Etsy Market Research Tool: What It Tells You, What It Doesn’t

Etsy Market Research Tool

I was excited to learn recently that sellers can run a search on Etsy and choose what they’re calling ‘market research’ results.  This brings up a graph that tells you, to quote Etsy, “the range of prices for items that sold recently and samples of recently sold items.”   I’m in the midst of a pricing experiment right now, so I was eager to see what I could learn from this feature.
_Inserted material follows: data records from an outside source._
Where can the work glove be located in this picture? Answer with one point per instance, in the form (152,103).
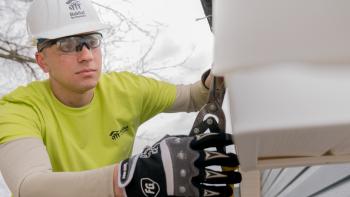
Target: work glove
(177,166)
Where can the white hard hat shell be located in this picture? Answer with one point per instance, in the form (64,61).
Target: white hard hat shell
(52,19)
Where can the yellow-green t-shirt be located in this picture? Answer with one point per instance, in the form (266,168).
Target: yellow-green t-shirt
(96,135)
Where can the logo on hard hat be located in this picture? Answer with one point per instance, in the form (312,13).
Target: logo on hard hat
(75,9)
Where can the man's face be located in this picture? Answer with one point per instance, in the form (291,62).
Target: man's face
(76,71)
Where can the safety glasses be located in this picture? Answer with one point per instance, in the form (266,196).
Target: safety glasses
(73,43)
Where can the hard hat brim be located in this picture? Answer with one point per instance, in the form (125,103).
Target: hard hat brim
(72,30)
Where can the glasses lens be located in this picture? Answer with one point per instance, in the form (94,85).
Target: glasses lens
(76,43)
(68,44)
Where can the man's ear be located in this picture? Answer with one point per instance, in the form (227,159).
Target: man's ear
(40,60)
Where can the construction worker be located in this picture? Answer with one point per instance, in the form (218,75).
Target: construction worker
(72,135)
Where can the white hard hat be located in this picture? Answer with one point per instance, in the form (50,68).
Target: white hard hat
(50,19)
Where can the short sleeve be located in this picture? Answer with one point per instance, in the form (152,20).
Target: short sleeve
(157,97)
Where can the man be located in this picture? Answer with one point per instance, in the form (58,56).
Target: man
(66,135)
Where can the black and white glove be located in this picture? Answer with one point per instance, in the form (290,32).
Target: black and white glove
(177,166)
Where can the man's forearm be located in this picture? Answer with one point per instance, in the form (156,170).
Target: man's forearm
(27,171)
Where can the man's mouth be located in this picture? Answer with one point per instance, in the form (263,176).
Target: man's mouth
(86,71)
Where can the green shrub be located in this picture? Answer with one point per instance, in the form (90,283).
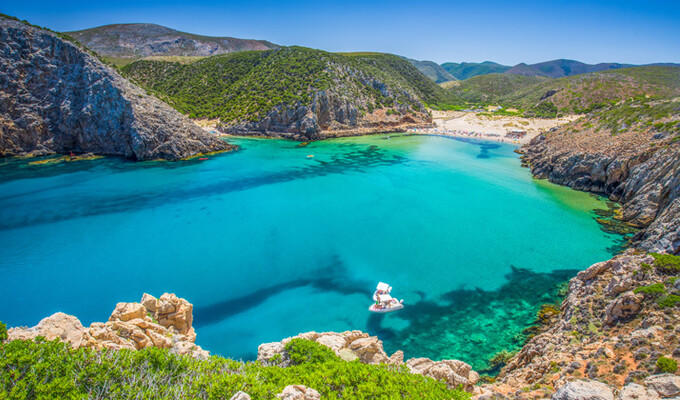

I had a couple questions about the results right away: what time period did they span?  How did the number of items in sales correspond to items in stock?  So I got all geeked out and did a little research of my own, using ‘coffee cozies’ for my search term.  I wrote down all of the results from the graph and then ran corresponding searches to see how many items were in stock at those prices.  Of course, this information has limited helpfulness; the items sold are no longer in stock, of course, although many have probably been restocked.  However, I suspected that the most ‘popular’ price would loosely correspond to the percentage of items stocked at that price.  It didn’t correspond as closely as I thought it might, but there was a definite connection.

As far as the time period that the search results reflect, there was no way to tell that I could see.  However, my results today (four days later) were significantly different, so I assume the chart reflects sales as they happen, though I’m not sure how far back the data included goes.

Under each bar in the graph are three keywords, supposedly to help you understand different essential qualities between items sold at various prices.  ‘Pattern’ usually appears under the lowest range, helpfully cluing you in to the fact that, if you are selling a finished product, these items aren’t really your competition.  However, there is a lot that they don’t tell you—for example, are the coffee cozies selling for $25 really sets of several cozies, or perhaps a cozy for a teapot?

In my assessment, this tool isn’t all that helpful.   It doesn’t necessarily tell you the price people are most willing to pay.  My initial reaction was, “Yikes, I’d better change all of my prices”, and I may do some more experimenting with that, but really, my prices are very close to the range that is ‘optimum’ according to the graph, so no reason to panic.  In the end, it’s interesting.  It may be one piece of the perfect price puzzle, but I wouldn’t change your prices based too heavily on these search results.  In fact, after a month’s trial of my coffee cozies at one price, I had planned to change them according to the market research results as part of my pricing experiment.  When I ran the search that time, my cozies fell in the ‘optimum’ range.

To improve this feature, I think Etsy needs to include information about how long a time period the data covers, how many items actually sold, and the correlation between number of items stocked and number of items sold.  Pictures /links to items sold would be a great bonus.

If you are an Etsy seller yourself and want to try this, enter a search term.  Next to ‘sort by’ are three icons; the graph icon all the way to the left will bring up the market research results.